Some teams may only meet face-to-face once or twice a year, and at great expense to the company. Technologies like email and instant messaging enable employees to communicate in real time on a daily basis, but they strip away the personal element required to build a connection culture.
Use collaboration tools to overcome challenges and build a connection culture
When used strategically, the right technology solution can help CEOs create a connection culture. Considering 55% of communication’s impact comes from facial expressions and body language, visual communication tools should be the corner stone of a connection culture. An enterprise-grade/HD video solution most closely resembles in-person interactions, enabling colleagues to focus on the message instead of the technology.
The key is to make video a normal part of everyone’s work. This means integrating the tool into existing workflows. For example, by embedding video technology into Outlook meeting scheduling and instant messaging. If employees are already comfortable having impromptu conversations on Lync or Skype for Business, for example, embedding the capability to “upgrade” the conversation to a face-to-face video discussion helps defy distance so employees can connect on a personal level.
In addition to embedding video in existing workflows, the solution itself must be easy to use. Invest in technology with an intuitive and simple user experience. Have executives and management set the example by making impromptu calls to say good morning to employees, brainstorm or give feedback. The CEO’s use of video sends the message that a connection culture is a priority.

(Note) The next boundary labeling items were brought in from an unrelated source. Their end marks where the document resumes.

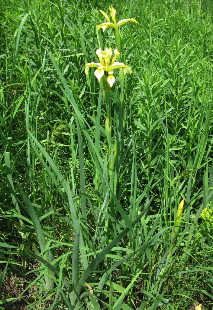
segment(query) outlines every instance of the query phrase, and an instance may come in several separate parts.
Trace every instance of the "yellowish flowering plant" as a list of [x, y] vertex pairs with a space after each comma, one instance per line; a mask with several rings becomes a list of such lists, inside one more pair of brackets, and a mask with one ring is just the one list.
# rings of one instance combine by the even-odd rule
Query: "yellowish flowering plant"
[[212, 211], [208, 208], [205, 208], [200, 214], [201, 217], [204, 220], [210, 228], [213, 228], [213, 216]]
[[89, 69], [91, 67], [94, 67], [97, 69], [95, 71], [94, 74], [99, 82], [101, 78], [105, 74], [106, 77], [106, 81], [109, 83], [110, 87], [111, 87], [115, 79], [113, 75], [113, 70], [117, 68], [123, 68], [124, 75], [127, 72], [132, 73], [132, 69], [128, 67], [123, 63], [118, 62], [115, 60], [120, 53], [117, 49], [114, 51], [115, 56], [112, 59], [111, 63], [110, 60], [112, 55], [112, 49], [111, 47], [107, 48], [105, 51], [102, 51], [101, 48], [98, 48], [96, 52], [96, 55], [99, 59], [100, 63], [91, 62], [85, 65], [85, 73], [87, 75]]
[[111, 16], [113, 21], [113, 23], [111, 22], [109, 17], [105, 12], [102, 11], [101, 10], [99, 10], [99, 11], [106, 18], [107, 22], [107, 23], [102, 23], [98, 25], [97, 26], [97, 29], [98, 30], [99, 30], [101, 28], [104, 32], [107, 27], [115, 29], [116, 27], [119, 27], [120, 26], [121, 26], [121, 25], [123, 25], [124, 24], [127, 23], [129, 21], [132, 21], [133, 23], [136, 23], [137, 24], [139, 23], [134, 18], [128, 18], [127, 19], [121, 20], [119, 21], [118, 23], [116, 23], [115, 20], [116, 10], [115, 10], [114, 7], [112, 7], [111, 8], [110, 7], [109, 7], [109, 9], [110, 11]]

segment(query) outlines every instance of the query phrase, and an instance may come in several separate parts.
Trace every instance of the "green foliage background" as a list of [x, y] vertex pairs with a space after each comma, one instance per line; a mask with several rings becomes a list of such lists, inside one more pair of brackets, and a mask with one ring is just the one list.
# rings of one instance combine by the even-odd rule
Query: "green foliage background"
[[[106, 111], [93, 69], [84, 73], [98, 47], [114, 47], [112, 31], [96, 29], [109, 5], [118, 20], [140, 24], [120, 28], [133, 72], [112, 211]], [[213, 208], [212, 2], [5, 0], [0, 8], [0, 284], [21, 275], [29, 309], [213, 309], [212, 227], [200, 216]], [[2, 294], [1, 308], [15, 301]]]

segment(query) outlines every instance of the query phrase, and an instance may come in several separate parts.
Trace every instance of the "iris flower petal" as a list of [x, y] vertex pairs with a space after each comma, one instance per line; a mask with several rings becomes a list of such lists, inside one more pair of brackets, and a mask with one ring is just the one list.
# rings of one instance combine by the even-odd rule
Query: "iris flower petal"
[[134, 18], [128, 18], [128, 19], [121, 20], [120, 20], [117, 23], [117, 25], [118, 27], [119, 26], [123, 25], [124, 24], [125, 24], [126, 23], [128, 23], [128, 21], [133, 21], [133, 23], [136, 23], [136, 24], [139, 24], [138, 22], [137, 22]]
[[104, 71], [102, 68], [100, 67], [96, 69], [94, 72], [94, 74], [100, 82], [101, 78], [104, 74]]
[[91, 62], [85, 65], [85, 71], [86, 75], [88, 75], [88, 73], [89, 71], [89, 69], [92, 67], [100, 67], [101, 64], [98, 62]]
[[120, 53], [118, 51], [117, 48], [116, 48], [115, 51], [114, 51], [114, 54], [115, 54], [115, 56], [112, 59], [112, 61], [111, 62], [111, 65], [113, 64], [115, 62], [116, 60], [116, 59], [118, 56], [120, 54]]
[[115, 81], [115, 77], [112, 74], [109, 74], [107, 78], [106, 81], [109, 84], [110, 87], [111, 87]]
[[106, 14], [105, 12], [102, 11], [102, 10], [99, 10], [99, 11], [101, 12], [102, 14], [104, 16], [105, 18], [106, 19], [108, 23], [110, 22], [110, 19], [109, 16], [107, 14]]
[[102, 28], [104, 32], [107, 27], [112, 28], [113, 29], [115, 28], [115, 25], [112, 23], [102, 23], [100, 25], [98, 25], [97, 27], [97, 30], [99, 30], [101, 28]]

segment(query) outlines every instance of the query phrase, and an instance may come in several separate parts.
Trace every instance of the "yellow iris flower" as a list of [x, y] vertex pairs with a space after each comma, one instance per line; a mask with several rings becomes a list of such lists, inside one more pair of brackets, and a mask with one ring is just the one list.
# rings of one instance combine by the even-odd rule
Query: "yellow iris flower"
[[111, 47], [106, 48], [105, 51], [102, 51], [101, 48], [98, 48], [95, 52], [99, 59], [100, 63], [91, 62], [87, 64], [85, 66], [85, 71], [87, 75], [88, 75], [89, 68], [92, 67], [97, 68], [94, 74], [99, 81], [100, 82], [102, 77], [106, 74], [107, 76], [106, 81], [110, 87], [111, 87], [115, 81], [113, 75], [113, 70], [114, 69], [123, 68], [124, 75], [128, 72], [129, 72], [130, 74], [132, 73], [132, 69], [130, 67], [128, 67], [123, 63], [115, 61], [120, 54], [117, 49], [115, 49], [114, 51], [115, 56], [112, 60], [111, 64], [110, 63], [110, 60], [112, 55]]
[[136, 23], [137, 24], [139, 23], [135, 20], [134, 19], [134, 18], [128, 18], [127, 19], [121, 20], [120, 20], [118, 23], [116, 23], [115, 20], [116, 10], [115, 10], [114, 7], [112, 7], [111, 9], [110, 7], [109, 7], [109, 9], [110, 11], [111, 16], [113, 21], [113, 23], [111, 22], [109, 16], [105, 12], [102, 11], [101, 10], [99, 10], [99, 11], [101, 14], [102, 14], [104, 17], [105, 17], [107, 21], [107, 22], [102, 23], [100, 25], [98, 25], [97, 26], [97, 29], [98, 30], [99, 30], [101, 28], [102, 28], [103, 31], [104, 32], [107, 27], [109, 27], [110, 28], [112, 28], [113, 29], [114, 29], [116, 27], [119, 27], [119, 26], [121, 26], [121, 25], [123, 25], [126, 23], [127, 23], [128, 21], [133, 21], [133, 23]]

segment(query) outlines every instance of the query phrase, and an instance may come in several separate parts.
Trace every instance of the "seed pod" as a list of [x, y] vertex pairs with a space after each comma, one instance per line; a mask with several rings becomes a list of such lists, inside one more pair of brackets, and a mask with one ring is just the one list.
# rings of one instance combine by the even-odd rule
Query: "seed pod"
[[175, 224], [172, 228], [171, 235], [171, 243], [173, 243], [173, 241], [176, 238], [179, 230], [179, 226], [181, 224], [184, 202], [184, 201], [183, 199], [181, 201], [177, 209]]

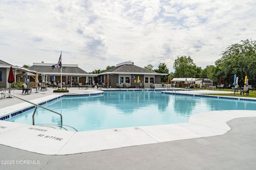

Regardless of technology, connection is ultimately about people, and so connection skills should be a priority for every new hire. This is particularly important when considering remote employees or those with roles that include significant travel. Conducting an interview via video can help hiring mangers gauge an applicant’s connectivity skills. Does he/she make eye contact? Is the applicant personable or distant? Is he/she focused on the conversation or distracted? Is the candidate comfortable presenting themselves in front of a camera?
Finally, companies can help employees develop connection skills through training. Develop role-based training so that employees can learn connection skills that apply to their job. For example, managers should learn how to give constructive feedback via both written and verbal communications. Everyone should learn how to communicate effectively via the specific collaboration tools you deploy so that they feel comfortable using them in a variety of scenarios. Remember, communication must be natural for a connection culture to thrive.
CEOs cannot force innovation. But they can create an environment that fosters innovation. That environment is a connection culture powered by video collaboration, and it can be established in any company thanks to modern productivity tools.